Fading stars who have rarely, if ever, given a toss about their Australian ‘fanbase’ have descended upon us. This ongoing phenomenon, coinciding with a buoyant (relatively speaking) Australian economy which offers a tantalisingly attractive exchange rate for 2nd-tier descending celebrities from depressed economies elsewhere in the world, exposes the true colours of these so-called celebrity mouth-pieces. They have no respect for their admirers and are nought more than shallow, greedy coin-chasers. And I don’t like any of them.
This is pop culture shit that I should probably ignore, but I’ve drafted a little list of these economic refugees. It only took me two minutes (so I haven’t lost much) and it’s definitely not definitive – I know there are more of them. It’s a snapshot list of exactly who I don’t qualify as a ‘fan’ of… And this helps me see why. Parasites…
- Dawn French (and her botox fillers)
- Status fucking Quo
- ‘Scary’ Mel B
- Those wanker Madden brothers from that shit ‘punk’ band that loves KFC
- Keith Urban (yes, I know he’s Australian, but where’s his bank account? Tamworth or Nashville?)

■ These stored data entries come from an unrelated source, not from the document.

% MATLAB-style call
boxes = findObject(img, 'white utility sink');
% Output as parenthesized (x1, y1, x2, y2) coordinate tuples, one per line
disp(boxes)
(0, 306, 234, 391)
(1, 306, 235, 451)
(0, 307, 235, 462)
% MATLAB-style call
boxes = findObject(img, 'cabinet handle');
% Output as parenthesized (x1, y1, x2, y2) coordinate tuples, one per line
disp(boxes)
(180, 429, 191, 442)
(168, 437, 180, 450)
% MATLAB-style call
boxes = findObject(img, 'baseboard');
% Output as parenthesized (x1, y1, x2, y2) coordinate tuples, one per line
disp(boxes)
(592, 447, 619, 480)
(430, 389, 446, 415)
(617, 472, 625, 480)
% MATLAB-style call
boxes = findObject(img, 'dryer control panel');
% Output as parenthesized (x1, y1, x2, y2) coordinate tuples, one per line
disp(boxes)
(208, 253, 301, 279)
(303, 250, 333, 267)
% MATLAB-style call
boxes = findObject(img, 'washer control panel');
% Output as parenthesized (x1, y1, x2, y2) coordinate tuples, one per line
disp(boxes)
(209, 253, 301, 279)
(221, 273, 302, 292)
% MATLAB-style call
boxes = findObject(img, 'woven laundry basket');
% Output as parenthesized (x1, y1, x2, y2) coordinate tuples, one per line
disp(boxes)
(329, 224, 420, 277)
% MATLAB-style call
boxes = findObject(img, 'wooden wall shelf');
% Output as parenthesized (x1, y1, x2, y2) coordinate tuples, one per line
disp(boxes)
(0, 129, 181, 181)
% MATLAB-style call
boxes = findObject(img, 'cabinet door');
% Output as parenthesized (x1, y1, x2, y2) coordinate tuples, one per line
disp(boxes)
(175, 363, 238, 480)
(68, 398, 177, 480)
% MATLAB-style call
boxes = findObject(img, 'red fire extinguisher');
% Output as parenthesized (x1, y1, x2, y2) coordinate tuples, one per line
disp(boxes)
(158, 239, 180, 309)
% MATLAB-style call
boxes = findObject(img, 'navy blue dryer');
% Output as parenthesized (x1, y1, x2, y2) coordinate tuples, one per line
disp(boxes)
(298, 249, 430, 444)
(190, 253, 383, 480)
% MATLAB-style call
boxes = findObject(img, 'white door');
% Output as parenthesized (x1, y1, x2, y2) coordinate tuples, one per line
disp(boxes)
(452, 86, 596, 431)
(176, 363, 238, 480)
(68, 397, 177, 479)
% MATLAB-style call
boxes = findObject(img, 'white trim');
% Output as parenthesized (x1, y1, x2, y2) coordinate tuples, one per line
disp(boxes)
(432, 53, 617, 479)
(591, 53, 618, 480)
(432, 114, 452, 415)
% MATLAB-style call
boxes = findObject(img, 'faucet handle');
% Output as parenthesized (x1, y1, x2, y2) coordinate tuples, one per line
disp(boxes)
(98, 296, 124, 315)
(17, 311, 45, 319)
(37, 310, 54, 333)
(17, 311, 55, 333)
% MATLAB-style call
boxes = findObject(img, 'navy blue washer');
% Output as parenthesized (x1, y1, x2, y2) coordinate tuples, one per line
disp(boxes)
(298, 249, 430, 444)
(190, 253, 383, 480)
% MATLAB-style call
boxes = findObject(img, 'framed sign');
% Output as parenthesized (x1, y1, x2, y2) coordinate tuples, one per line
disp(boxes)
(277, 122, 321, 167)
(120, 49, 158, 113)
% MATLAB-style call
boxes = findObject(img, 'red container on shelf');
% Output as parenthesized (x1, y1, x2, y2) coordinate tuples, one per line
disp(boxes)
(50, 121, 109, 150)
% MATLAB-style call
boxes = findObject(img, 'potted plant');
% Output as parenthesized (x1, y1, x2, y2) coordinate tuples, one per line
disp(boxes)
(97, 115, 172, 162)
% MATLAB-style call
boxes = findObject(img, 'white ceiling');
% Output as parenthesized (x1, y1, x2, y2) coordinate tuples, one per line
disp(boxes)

Supplied by a [valued] reader:
- Marco Pierre White – (‘Push, push, push, push, push, push, push, push, push!!’)
Note that most from that short list are from the UK? Nothing insinuated; just an observation.
Have any more examples to add? Comment below! I’ll edit this list to reflect any additional suggestions.
Anyway – greedy shitty third-rate celebrities sucking up cash anywhere they can get it and pissing all over their adoring admirers; this shit’s gotta stop.